A bote pronto

Messi y Piqué secundan a Valverde

Por fas o nefas, el partido de la final de Copa del Rey, a celebrar este sábado en Sevilla, entre el campeón FC Barcelona y el Valencia CF, no está observando el acostumbrado eco informativo que el acontecimiento requiere.

Las más principales razones, en un país con esa centralización tan exacerbada, habría que explicarlas en que el partido no se juega en la capital del Estado y que tampoco participa ningún equipo domiciliado en ella.

Pero alguna que otra más que tiene que ver, en el plano televisivo, con los derechos de retransmisión que, en principio, pertenecen a la televisión pública española. Por si se confirma esa prioridad, TVE sí está cubriendo los prolegómenos del match, en tanto que las privadas permanecen al acecho por si cazan la presa y procede una autopromoción de última hora.

Tampoco puede calificarse de cuantioso el tratamiento informativo desde los medios catalanes, que aún relatan las secuencias de la derrota europea y tienden sus redes en los futuros fichajes y descartes. Es en Valencia, donde más se fomenta la celebración de la final copera y se manifiesta la ilusión por un triunfo anhelado desde hace once años.

Lo que no hay duda alguna es que una eventual derrota blaugrana incrementaría al infinito el tratamiento informativo desde los potentes altavoces de los medios locales de Madrid.

Josep Maria Bartomeu ha estado especialmente activo estos días para ratificar al técnico Ernesto Valverde. El Club ha editado un documental de promoción de esta final que implica a todos los sectores del barcelonismo.

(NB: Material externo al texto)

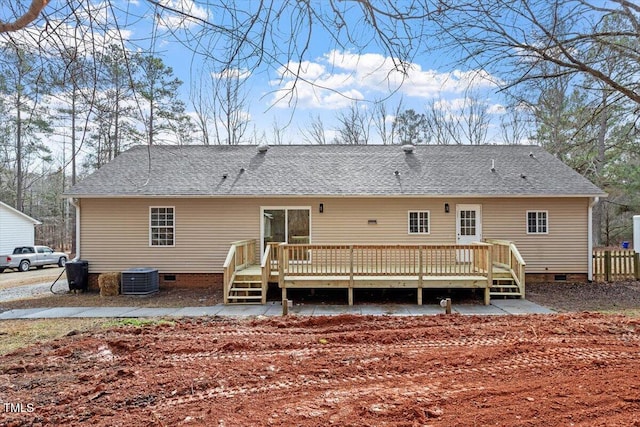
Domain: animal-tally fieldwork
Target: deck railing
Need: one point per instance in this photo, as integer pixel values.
(241, 254)
(612, 265)
(505, 254)
(385, 260)
(265, 269)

Hoy el capitán Leo Messi, máximo exponente deportivo, y Gerard Piqué, la máxima referencia institucional acompañarán a la rueda de prensa de Ernesto Valverde. El argentino no aparece en rueda de prensa desde el año 2015, lo que refuerza la relevancia de su presencia.

Esta máxima implicación de estos dos líderes garantiza un compromiso superior y puede dar un giro en el pronóstico de muchos, que ponían más en valor las necesidades chés por encima de la teórica superioridad técnica de los futbolistas blaugranas.

El nivel de exigencia en un Club de la dimensión mundial del FC Barcelona lleva consigo la falta de paridad. Las consecuencias de una derrota son mucho más funestas que la consecución de una victoria que solo logra plasmar y consolidar una superioridad atribuida.

El esférico será para el FC Barcelona. Los hombres de Marcelino García Toral esperarán atrás, en un dibujo del 4-4-2 que se convierte habitualmente en un 4-5-1, con Rodrigo único referente atacante, quedando todo el resto de componente alineados por detrás del balón, bajo la dirección de Parejo.

Los hombres de Valverde no deberán perder la concentración para evitar las pérdidas de balón que originen contraataques con superioridad valencianista. No basta con llevar la dirección del juego, en una final es muy importante llevar la delantera en el marcador. No se sustenta el Barça en sus mejores registros físicos y anímicos para someterse a la necesidad de voltear resultados. Se ha de jugar con la intensidad necesaria desde el minuto cero para llevar las riendas, perforar el marco defendido por Neto y llevar el tempus del partido.

En una final hay poco margen para la rectificación, de ahí que se nade y se guarde la ropa. Las finales están para ganarlas. Aunque, en tiempo reciente, descontamos victorias blaugranas que incluyeron exhibiciones de juego. Sin ir más lejos, el 5-0 infligido al inicio de este mismo curso al Sevilla FC en Tánger en la Supercopa de España.

Hay que cuidar todos los aspectos y cerrar las vías de penetración levantinas. En esta final al “txingurri” se le juzgará más por el resultado que por el juego. Si es favor, importará menos el cómo y el peso de la estadística triunfal se impondrá al discurso manido del estilo. O así piensa nuestra pluma.